A diferença não está nem no fundamento que possa haver para a proposição, visto que não o usámos para formar a crença, nem no fundamento das crenças, que é análogo em ambos os casos. A diferença está na crença em si. Não há só uma forma de aceitar algo como verdadeiro. É possível crer de maneiras diferentes. E eu creio que o protão tem uma massa 1836 vezes maior que a do electrão, reconhecendo que não sei substanciar devidamente essa hipótese mas na condição de poder fazê-lo se o quiser. Ou seja, na condição de haver resultados que suportam a proposição, de eu poder ter acesso a esses resultados e que, se me der ao trabalho de os compreender, de concordar que a proposição tem fundamento. Estas premissas são uma condição necessária para a minha crença. Se suspeitar que alguma destas é falsa deixo de confiar na proposição que o protão tem 1836 vezes a massa do electrão. Deixo de crer.
A crença do cristão é diferente. O cristão que crê que Maria era virgem não está a assumir que, algures, existem os exames ginecológicos necessários para substanciar esta proposição, que pode ter acesso a esses registos e que, se os analisar cuidadosamente, concluirá que Maria era mesmo virgem. Esta sua crença não é condicional. Não depende de assumir que há fundamento objectivo para a proposição. É uma crença categórica. O cristão crê. Ponto final.
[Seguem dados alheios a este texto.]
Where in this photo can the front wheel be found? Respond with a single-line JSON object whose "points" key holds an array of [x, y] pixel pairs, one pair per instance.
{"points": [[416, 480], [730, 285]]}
Esta é uma razão importante para a incompatibilidade entre a ciência e as religiões. Como as crenças científicas são todas condicionadas à premissa de haver fundamento objectivo, acessível e compreensível, para as proposições em que se crê, os cientistas têm uma exigência quase paranóica de registos de resultados, descrições detalhadas dos procedimentos, conclusões cautelosas, crítica aberta, verificação independente e todo esse aparato que nos dá confiança que, quando chegam a acordo acerca de algo, há por trás um forte fundamento para o que defendem. As religiões fazem o contrário. A crença incondicional e dogmática vira as religiões para dentro, para as suas figuras de autoridade ou escritos sagrados onde o fundamento último de tudo é o mistério insondável da fé.
Esta diferença está na atitude. Na crença em si. Nem sequer depende da proposição em que se crê. Um podia acreditar que Maria era virgem por julgar haver registos médicos que o confirmassem e outro acreditar categoricamente, por fé, que o protão tem 1836 vezes a massa do electrão. Não há garantia que a crença condicional nunca falhe, porque temos sempre informação incompleta. Nem é certo que a crença incondicional só leve a aceitar proposições falsas. Até um relógio parado está certo duas vezes por dia. Mas há uma grande diferença entre estas atitudes, tanto na probabilidade de acertar mais perto da realidade como, e principalmente, na capacidade de corrigir erros e melhorar a qualidade das crenças que se tem.
* Mas, infelizmente, as franjas são enormes, quando consideramos o mundo todo…
** Com cada religião a defender, nem que seja em nota de rodapé, que as suas crenças são as mais verdadeiras.